The motor branches to the mimic muscles of the face are in potential danger with a surgical suspender. After leaving the parotid masticatory fascia, the branches of the facial nerve become very superficial. The branch at the edge of the lower jaw is at risk, at the junction of the bone edge of the jaw, deeper than the subcutaneous muscle and the superficial layer of the deep fascia of the neck. Techniques that require the removal of the deep layer, provide for the intersection of SMAS in the middle zone of the face, in connection with which there is a risk of damage to the branches going to the circular, malar and buccal muscles. The innervation of these muscles is carried out from the side of their inner surface, and even dissection in the deep plane will pass superficially. Direct nerve visualization is the stage of the operation and will be discussed later in this chapter.
During the surgical facelift, with or without a forehead lift, the frontal branch of the facial nerve is most often damaged. At the level of the zygomatic arch, it is very superficial and goes immediately deeper than the subcutaneous tissues, under a thin layer of the temporal part of the SMAS, and then innervates the inner surface of the frontal muscle, the greatest risk of damage to this branch when crossing this area is about 1.5-2 cm anterior to ear, in the middle of the distance between the lateral edge of the orbit and the temporal bundle of hair. To prevent nerve injury, it is necessary for the surgeon to understand the anatomical relationships between the layers of the face and the temporal region.
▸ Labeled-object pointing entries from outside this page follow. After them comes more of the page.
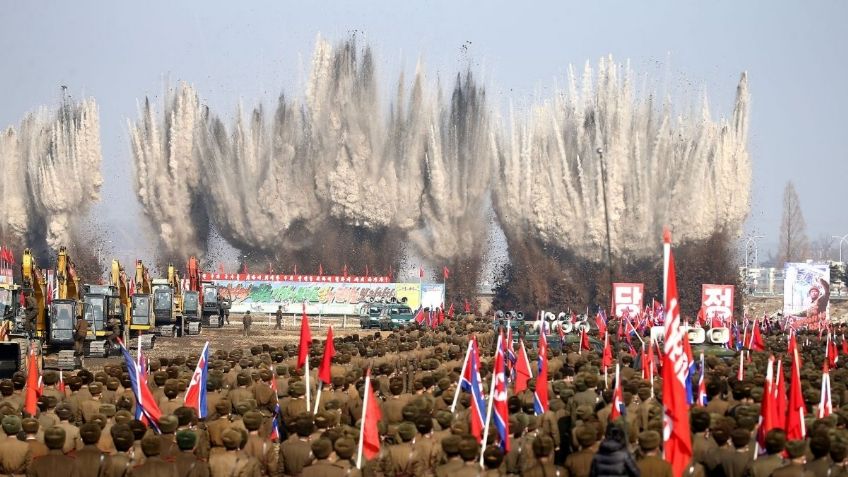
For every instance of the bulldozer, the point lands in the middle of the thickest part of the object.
(168, 304)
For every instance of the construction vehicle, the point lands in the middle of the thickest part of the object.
(141, 309)
(168, 304)
(206, 294)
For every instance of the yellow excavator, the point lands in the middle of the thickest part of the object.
(168, 304)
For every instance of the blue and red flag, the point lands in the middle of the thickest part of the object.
(196, 390)
(499, 394)
(146, 409)
(540, 397)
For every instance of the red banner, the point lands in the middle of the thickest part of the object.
(627, 297)
(717, 302)
(267, 277)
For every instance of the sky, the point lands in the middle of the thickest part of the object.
(119, 52)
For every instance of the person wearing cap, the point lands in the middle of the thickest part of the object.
(233, 462)
(188, 464)
(257, 447)
(30, 427)
(15, 455)
(55, 463)
(579, 464)
(72, 439)
(775, 443)
(650, 464)
(154, 465)
(119, 463)
(797, 453)
(89, 459)
(296, 453)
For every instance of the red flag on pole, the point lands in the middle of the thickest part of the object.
(33, 376)
(678, 439)
(369, 432)
(305, 340)
(522, 369)
(327, 360)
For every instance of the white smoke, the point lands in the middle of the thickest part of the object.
(52, 170)
(689, 172)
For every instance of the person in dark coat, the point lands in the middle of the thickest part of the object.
(613, 459)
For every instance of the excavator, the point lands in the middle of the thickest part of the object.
(168, 304)
(201, 299)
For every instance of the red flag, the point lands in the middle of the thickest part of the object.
(305, 340)
(522, 369)
(618, 408)
(606, 360)
(780, 397)
(795, 428)
(33, 378)
(369, 433)
(327, 360)
(584, 341)
(678, 440)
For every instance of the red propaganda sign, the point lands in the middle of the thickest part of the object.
(717, 302)
(627, 297)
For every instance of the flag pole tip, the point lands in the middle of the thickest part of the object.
(666, 234)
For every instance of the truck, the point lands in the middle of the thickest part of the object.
(168, 304)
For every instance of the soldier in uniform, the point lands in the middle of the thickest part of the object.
(650, 464)
(154, 465)
(120, 463)
(796, 451)
(775, 444)
(80, 332)
(15, 455)
(188, 464)
(247, 320)
(296, 452)
(55, 463)
(232, 462)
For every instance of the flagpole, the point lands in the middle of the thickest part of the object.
(489, 407)
(461, 374)
(362, 420)
(318, 397)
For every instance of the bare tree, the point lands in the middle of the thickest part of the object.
(793, 229)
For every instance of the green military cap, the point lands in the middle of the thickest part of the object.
(586, 436)
(543, 446)
(29, 425)
(11, 425)
(231, 438)
(186, 439)
(322, 448)
(469, 449)
(90, 433)
(345, 447)
(407, 431)
(168, 424)
(450, 445)
(649, 440)
(108, 410)
(252, 420)
(122, 437)
(151, 446)
(796, 449)
(54, 438)
(297, 389)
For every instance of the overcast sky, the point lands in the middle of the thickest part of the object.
(118, 52)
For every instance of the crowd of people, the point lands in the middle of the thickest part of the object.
(257, 420)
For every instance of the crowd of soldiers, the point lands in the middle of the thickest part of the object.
(90, 428)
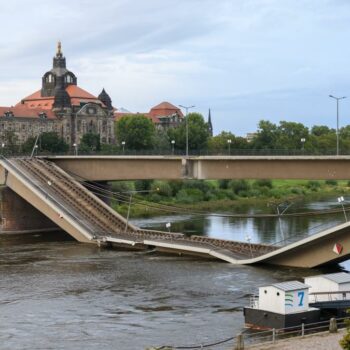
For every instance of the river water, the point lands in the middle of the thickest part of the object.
(59, 294)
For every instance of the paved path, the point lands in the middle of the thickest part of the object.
(324, 341)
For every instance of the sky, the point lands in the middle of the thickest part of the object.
(246, 60)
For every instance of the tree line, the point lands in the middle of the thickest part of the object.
(139, 133)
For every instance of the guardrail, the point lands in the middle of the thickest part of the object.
(274, 335)
(8, 152)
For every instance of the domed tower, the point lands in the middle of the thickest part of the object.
(105, 99)
(58, 76)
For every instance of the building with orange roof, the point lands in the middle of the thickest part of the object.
(60, 106)
(163, 115)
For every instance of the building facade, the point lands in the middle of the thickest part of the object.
(60, 106)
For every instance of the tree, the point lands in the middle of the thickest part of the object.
(138, 132)
(219, 143)
(198, 134)
(289, 135)
(90, 142)
(48, 142)
(266, 136)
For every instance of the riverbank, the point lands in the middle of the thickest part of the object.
(321, 341)
(262, 199)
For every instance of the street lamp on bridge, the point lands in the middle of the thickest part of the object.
(186, 108)
(337, 99)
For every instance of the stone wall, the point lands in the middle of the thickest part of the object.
(16, 214)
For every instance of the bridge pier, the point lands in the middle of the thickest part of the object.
(17, 215)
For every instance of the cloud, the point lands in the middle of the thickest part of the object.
(251, 58)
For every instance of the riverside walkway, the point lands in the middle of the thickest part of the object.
(88, 219)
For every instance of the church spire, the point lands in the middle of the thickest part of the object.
(59, 49)
(210, 125)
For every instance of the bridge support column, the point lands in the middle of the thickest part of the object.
(17, 215)
(100, 189)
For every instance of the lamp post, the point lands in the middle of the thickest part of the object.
(75, 149)
(186, 108)
(341, 201)
(280, 213)
(229, 141)
(302, 140)
(129, 206)
(337, 99)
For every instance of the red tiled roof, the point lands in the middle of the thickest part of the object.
(76, 94)
(119, 115)
(22, 111)
(165, 109)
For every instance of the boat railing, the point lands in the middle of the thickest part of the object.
(254, 301)
(315, 297)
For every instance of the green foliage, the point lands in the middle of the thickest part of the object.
(143, 185)
(313, 185)
(122, 187)
(239, 186)
(162, 188)
(90, 142)
(190, 195)
(138, 132)
(48, 142)
(263, 183)
(223, 184)
(345, 341)
(197, 133)
(219, 143)
(331, 182)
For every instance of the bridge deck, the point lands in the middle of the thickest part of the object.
(83, 215)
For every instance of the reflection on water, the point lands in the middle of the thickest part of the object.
(260, 230)
(59, 294)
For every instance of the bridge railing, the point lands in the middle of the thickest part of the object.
(11, 151)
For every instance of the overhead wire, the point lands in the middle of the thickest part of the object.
(119, 196)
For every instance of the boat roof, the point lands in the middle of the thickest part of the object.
(338, 277)
(290, 285)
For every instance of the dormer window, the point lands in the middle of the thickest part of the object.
(49, 78)
(69, 79)
(8, 114)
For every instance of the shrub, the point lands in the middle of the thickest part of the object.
(263, 183)
(190, 195)
(122, 186)
(162, 188)
(238, 186)
(223, 184)
(331, 182)
(143, 185)
(313, 185)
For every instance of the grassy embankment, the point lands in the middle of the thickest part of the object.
(233, 196)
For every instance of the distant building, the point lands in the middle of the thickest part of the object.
(210, 125)
(250, 136)
(163, 115)
(60, 106)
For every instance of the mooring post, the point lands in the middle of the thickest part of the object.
(333, 327)
(239, 342)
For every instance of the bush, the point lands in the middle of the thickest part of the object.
(143, 185)
(263, 183)
(313, 185)
(331, 182)
(190, 195)
(223, 184)
(238, 186)
(162, 188)
(122, 186)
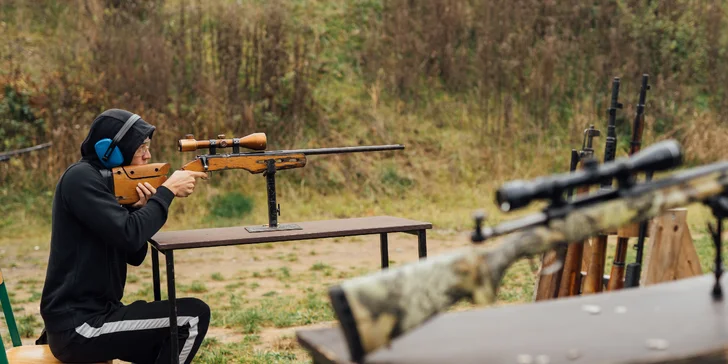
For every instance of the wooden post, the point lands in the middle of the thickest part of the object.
(669, 253)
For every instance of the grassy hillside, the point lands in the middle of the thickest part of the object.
(475, 102)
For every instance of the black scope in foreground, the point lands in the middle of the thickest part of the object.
(660, 156)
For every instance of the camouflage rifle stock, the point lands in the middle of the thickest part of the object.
(375, 309)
You can lift the skin all over the space to the lateral corner of the eye, the skin of the parotid region, covering the zygomatic arch, to the circular muscle, and also to carry out dissection directly in the subcutaneous layer. In addition, the surgeon can freely conduct dissection under the frontal fascia, under the tendon helmet, superficial periosteum and superficial fascia of the temporal muscle without damaging the frontal branch of the facial nerve that is superficial than this avascular layer. However, at the level of the zygomatic arch, it is necessary to pass under the periosteum, otherwise the facial nerve will be damaged, which is located in the same tissue plane that covers the zygomatic arch. Reinnervation of the frontal muscle with nerve damage in this area may occur, or may not occur.